Man muss die Schule und das Lernen eben noch mal neu denken. In der Normierungsanstalt waren Individuen im Grunde nicht vorgesehen. Ihre Verschiedenheit war kein Vorteil, aus dem es etwas zu machen galt, sondern ein Nachteil, ein Defizit, das verschwinden sollte. Und weil diese Verschiedenheit nicht verschwinden will, wird sie verleugnet und maskiert und bleibt als Störung, als ein Problem, über das geklagt wird. »Heterogenität« ist dann vor allem eines, sie ist immer zu hoch. Man stimmt das alte Lied von den »falschen Schülern« an, die dort, wo sie sind, eigentlich nicht hin gehörten. Heterogenität wird außerdem ein Deckwort für Einzelkinder, Unterschicht, Hypermotorik und vor allem den »Migrationshintergrund«. Lauter Wörter, die aus Individuen mit Namen, einer Geschichte und einer Zukunft, die keiner kennen kann, bloße Exemplare von Problemlagen machen.
Gemeinschaft
Eigentlich sollte man auf all diese Wörter verzichten und wenn man es nicht schafft, dann sollte man den Kontext nennen, in dem sich erst Bedeutungen bilden.
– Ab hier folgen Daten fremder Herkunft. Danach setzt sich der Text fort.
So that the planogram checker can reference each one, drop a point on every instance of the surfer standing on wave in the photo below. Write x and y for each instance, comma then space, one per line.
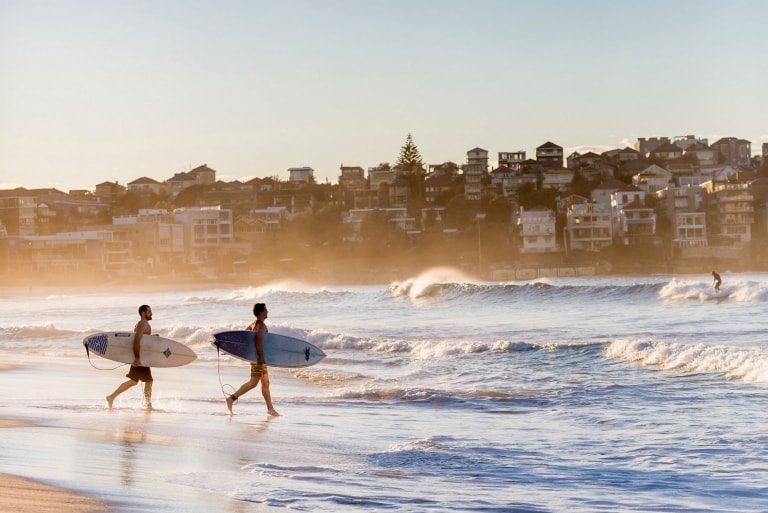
259, 369
138, 372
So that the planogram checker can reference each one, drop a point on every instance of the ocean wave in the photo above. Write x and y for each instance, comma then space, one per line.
41, 332
739, 291
744, 363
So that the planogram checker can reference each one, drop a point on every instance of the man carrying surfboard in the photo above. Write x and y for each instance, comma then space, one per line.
258, 369
138, 372
716, 281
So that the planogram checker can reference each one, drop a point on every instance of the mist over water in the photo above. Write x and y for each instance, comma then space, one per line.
440, 393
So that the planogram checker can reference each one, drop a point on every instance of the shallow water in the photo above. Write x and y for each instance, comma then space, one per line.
438, 394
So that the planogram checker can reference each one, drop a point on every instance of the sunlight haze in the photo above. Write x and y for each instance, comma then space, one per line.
96, 91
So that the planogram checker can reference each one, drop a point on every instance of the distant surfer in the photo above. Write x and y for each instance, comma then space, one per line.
259, 369
716, 281
138, 372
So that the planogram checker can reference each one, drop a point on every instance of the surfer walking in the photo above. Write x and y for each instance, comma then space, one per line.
259, 372
137, 371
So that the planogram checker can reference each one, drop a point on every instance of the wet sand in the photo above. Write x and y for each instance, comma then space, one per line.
27, 496
63, 450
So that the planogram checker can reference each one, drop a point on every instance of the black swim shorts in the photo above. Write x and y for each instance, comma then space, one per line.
139, 374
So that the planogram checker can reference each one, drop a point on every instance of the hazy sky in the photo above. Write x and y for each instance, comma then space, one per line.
101, 90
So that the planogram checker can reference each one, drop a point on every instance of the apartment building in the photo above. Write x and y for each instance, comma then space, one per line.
537, 230
475, 173
588, 227
730, 211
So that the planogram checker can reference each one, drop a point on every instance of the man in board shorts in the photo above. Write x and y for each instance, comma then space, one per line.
137, 372
716, 281
259, 369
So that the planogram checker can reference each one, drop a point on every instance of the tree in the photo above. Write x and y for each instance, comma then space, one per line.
411, 168
410, 158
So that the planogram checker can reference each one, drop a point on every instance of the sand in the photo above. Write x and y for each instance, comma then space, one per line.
26, 496
62, 450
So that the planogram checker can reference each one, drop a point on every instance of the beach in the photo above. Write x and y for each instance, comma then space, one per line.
438, 394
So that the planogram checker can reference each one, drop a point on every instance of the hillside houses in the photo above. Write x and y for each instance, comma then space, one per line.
676, 199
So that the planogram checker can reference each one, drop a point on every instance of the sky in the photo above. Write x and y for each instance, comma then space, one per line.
107, 90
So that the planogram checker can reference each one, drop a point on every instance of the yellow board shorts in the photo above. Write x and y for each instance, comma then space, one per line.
258, 370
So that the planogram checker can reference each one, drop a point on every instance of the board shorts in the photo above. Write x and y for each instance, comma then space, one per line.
258, 370
140, 374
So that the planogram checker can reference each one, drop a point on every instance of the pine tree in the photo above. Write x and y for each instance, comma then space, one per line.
410, 158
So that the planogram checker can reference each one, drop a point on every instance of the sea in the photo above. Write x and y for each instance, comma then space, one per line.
439, 393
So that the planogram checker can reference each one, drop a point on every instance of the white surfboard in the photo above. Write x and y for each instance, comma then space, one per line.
155, 351
279, 350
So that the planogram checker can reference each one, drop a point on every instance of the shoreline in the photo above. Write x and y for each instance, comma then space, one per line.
29, 496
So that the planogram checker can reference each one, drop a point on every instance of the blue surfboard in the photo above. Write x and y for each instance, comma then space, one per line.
279, 350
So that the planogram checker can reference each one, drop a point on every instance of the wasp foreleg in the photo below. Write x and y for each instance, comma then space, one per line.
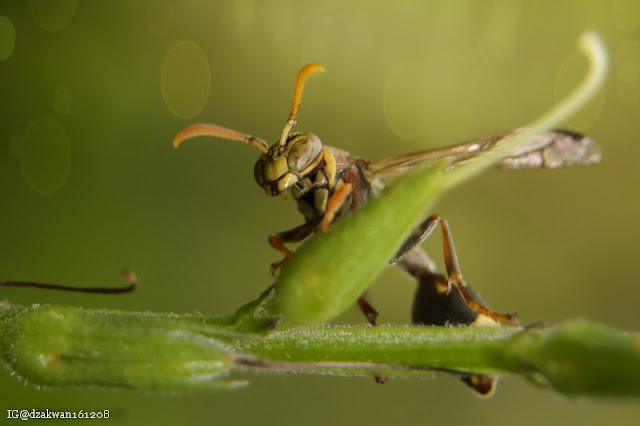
295, 235
333, 206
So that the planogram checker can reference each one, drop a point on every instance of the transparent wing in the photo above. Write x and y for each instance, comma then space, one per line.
551, 149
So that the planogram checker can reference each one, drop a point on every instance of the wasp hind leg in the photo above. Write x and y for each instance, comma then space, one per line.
454, 275
434, 304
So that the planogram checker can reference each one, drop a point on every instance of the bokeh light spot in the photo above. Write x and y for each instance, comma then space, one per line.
570, 73
52, 15
7, 38
627, 60
46, 155
405, 100
62, 100
185, 79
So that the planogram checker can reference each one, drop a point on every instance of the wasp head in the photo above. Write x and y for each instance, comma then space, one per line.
284, 165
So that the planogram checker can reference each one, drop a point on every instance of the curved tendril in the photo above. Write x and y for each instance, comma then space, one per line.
129, 276
306, 72
218, 132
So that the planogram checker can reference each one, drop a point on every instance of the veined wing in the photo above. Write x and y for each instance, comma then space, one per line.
550, 149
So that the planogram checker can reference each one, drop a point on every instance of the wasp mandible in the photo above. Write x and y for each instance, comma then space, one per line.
328, 183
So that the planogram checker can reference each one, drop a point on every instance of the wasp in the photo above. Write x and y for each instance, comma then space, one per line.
327, 183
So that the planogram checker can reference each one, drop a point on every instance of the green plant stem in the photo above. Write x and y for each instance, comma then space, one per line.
64, 346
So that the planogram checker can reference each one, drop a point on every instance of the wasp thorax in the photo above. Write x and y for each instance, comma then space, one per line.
282, 166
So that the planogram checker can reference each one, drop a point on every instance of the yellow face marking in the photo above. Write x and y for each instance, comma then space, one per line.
320, 198
329, 166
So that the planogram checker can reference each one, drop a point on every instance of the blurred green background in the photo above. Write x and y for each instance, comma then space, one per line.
93, 92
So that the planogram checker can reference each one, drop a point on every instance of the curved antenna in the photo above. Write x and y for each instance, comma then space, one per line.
306, 72
218, 132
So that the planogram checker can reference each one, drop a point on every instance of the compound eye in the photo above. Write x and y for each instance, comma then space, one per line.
258, 172
304, 152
Der Kontext von gelingender Individualität ist die Zugehörigkeit zu einer vertrauensvollen Gruppe und einer schönen und verlässlichen Umgebung, sagen wir ruhig Heimat oder Gemeinschaft. Dieser Schutz ermöglicht Individuen ihr Coming-Out, das Wagnis, sie selbst zu werden, Umwege zu gehen, aus Problemen, dem Rohstoff jeder Biografie, etwas zu machen. Eine Umgebung, die mit dem Versprechen von Zugehörigkeit geizt, die gewissermaßen nach den blinden Passgieren sucht, die vom Schiff oder zumindest von Deck sollen, fördert Maskenbildung und nicht die Bildung. Wer nicht über die Kultur des Lernens sprechen will, sondern bloß über die »Individualisierung des Unterrichts« oder über »individuelle Förderung« als einer Methode, der bleibt beim Füllen von Fässern beziehungsweise bei einer tollen Innovation für den Nürnberger Trichter, einem passgenauen Hightech-Ventil, das den individualisierten und widerstandsfreien Abfüllvorgang verspricht.
PS
Beim Schreiben musste ich dauernd an den genialen Heinz von Foerster denken. In seinen Oberseminaren an der University of Illinois galt die Regel, dass jeder sagen durfte, was er will, aber wer Großnomina gebrauchte oder in Ismen oder mit Schlagwörtern sprach, der musste für jedes dieser Wörter einen Dollar zahlen. Das half.